Clinical History:
- This 81-year-old man was in good health until developing a cough with the production of yellow sputum. He complained to his relatives of a headache the day before admission. He was found stuporous by his son on the day of admission. In the emergency room, the physical examination demonstrated an elderly man who was not responding very well to questions. His temperature was 38 C (99.7 F), respirations 16/min, pulse 100/min and weak, and blood pressure 110/50 mm Hg. His neck was stiff. A lumbar puncture revealed cloudy cerebrospinal fluid with a marked pleocytosis with 1500 WBC's (90% of them PMN's), no RBC's, glucose of 31 mg/dL, and protein of 60 mg/dL. His serum glucose was 80 mg/dL.
Further history:
- The patient does not respond to treatment and dies.
Image 2.1:
- This is a gross photograph of his brain. Describe the appearance. What is the pathogenesis of this lesion?

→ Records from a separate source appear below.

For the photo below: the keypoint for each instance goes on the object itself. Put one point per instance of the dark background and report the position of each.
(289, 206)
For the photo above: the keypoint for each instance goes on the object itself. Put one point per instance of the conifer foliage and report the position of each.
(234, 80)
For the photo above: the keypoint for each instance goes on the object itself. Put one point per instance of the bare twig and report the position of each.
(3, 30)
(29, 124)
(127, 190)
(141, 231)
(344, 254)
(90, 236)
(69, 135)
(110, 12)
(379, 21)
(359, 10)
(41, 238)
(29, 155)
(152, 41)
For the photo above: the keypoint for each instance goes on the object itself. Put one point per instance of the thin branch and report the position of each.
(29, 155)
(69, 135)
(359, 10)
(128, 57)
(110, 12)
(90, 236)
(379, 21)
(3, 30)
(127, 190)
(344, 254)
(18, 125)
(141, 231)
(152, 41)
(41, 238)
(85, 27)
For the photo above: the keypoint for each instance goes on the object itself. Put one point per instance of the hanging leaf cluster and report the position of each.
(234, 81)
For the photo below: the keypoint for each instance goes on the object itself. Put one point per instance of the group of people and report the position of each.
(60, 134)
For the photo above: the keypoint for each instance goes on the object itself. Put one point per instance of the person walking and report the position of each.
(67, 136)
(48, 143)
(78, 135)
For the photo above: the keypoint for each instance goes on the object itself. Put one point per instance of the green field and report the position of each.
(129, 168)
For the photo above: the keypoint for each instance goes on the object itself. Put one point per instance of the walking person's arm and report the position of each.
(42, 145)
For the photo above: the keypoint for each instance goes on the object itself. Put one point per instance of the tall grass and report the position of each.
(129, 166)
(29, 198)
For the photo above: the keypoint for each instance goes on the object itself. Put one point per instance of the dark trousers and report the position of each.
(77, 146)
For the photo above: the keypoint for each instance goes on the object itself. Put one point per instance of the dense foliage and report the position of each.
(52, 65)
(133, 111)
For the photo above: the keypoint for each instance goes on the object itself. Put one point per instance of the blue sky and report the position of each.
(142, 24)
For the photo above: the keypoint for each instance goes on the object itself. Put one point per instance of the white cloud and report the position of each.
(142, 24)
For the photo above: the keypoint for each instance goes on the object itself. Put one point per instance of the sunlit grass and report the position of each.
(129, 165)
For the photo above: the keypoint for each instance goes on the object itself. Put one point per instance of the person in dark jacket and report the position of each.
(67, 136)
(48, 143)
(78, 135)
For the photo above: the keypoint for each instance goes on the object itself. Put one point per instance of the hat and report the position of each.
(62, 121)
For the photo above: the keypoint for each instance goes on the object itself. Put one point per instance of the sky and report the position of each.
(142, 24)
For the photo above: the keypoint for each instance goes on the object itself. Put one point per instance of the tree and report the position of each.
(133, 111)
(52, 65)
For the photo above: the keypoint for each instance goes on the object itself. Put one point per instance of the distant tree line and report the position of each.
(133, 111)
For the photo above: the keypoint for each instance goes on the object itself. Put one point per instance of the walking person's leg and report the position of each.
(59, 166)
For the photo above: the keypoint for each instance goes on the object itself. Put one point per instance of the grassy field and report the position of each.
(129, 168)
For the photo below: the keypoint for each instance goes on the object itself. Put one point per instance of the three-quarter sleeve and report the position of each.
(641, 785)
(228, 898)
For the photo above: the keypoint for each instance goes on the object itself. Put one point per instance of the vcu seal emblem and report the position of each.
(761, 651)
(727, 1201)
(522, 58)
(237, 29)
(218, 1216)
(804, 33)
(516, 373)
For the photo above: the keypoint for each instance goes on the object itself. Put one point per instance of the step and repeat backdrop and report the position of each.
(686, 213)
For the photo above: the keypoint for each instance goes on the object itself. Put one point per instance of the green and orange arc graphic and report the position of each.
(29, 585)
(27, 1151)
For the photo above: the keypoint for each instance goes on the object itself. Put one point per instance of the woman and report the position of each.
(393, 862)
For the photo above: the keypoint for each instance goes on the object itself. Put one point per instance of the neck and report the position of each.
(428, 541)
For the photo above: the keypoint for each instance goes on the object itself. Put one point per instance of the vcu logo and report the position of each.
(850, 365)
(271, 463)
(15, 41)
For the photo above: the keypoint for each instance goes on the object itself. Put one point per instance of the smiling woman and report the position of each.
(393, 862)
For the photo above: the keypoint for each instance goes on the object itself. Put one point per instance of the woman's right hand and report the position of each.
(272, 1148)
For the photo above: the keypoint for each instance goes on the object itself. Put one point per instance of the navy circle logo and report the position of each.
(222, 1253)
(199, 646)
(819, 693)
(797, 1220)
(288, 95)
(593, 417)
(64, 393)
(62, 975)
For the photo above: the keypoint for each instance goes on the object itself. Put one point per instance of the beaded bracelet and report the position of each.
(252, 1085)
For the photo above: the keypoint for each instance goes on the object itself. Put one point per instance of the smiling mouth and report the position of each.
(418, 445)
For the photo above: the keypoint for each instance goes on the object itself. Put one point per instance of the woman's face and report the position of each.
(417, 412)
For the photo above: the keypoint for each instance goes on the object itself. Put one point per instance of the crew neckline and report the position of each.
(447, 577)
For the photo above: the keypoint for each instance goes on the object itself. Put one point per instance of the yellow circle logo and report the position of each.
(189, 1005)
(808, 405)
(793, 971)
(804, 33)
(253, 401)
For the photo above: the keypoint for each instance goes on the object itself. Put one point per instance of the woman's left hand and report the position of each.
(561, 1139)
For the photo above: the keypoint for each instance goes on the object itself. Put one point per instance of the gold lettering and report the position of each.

- The brain shows a whitish exudate in the meninges with hyperemia of the vessels over the surface of the brain. This appearance is caused by numerous white blood cells responding to the presence of bacteria and represents frank pus. The vessels are engorged as a response to the infection and the need to bring more inflammatory cells to the area. Although not very evident here, the underlying brain parenchyma becomes edematous in response to the infection.
Image 2.2:
- This is a microscopic photograph with H&E staining of the subarachnoid space. Describe the microscopic findings.
- The subarachnoid space is filled with polymorphonuclear leukocytes and the vessels are engorged with blood.
Answers:
- What is the diagnosis? What is the most likely organism in this man?
Acute meningitis is the diagnosis. The CSF findings with the elevated WBC count consisting of mostly neutrophils, the decreased glucose, and the elevated protein are characteristic for a bacterial meningitis. In most cases the gram stain of the CSF will reveal organisms. Culture of the CSF offers a definitive diagnosis. Serologic assays can be done for the most common etiologic agents, such as S. pneumoniae, N. meningitidis, E. coli, H. influenzae, type b, and group B streptococcus. At his age the most common cause is Streptococcus pneumoniae.
- What would be your treatment?
Immediate institution of intravenous penicillin G. Persons allergic to penicillin can be given chloramphenicol or vancomycin.
- What is a possible cause of death in this man?
Uncal and tonsillar herniation with brainstem compression can occur because of brain edema.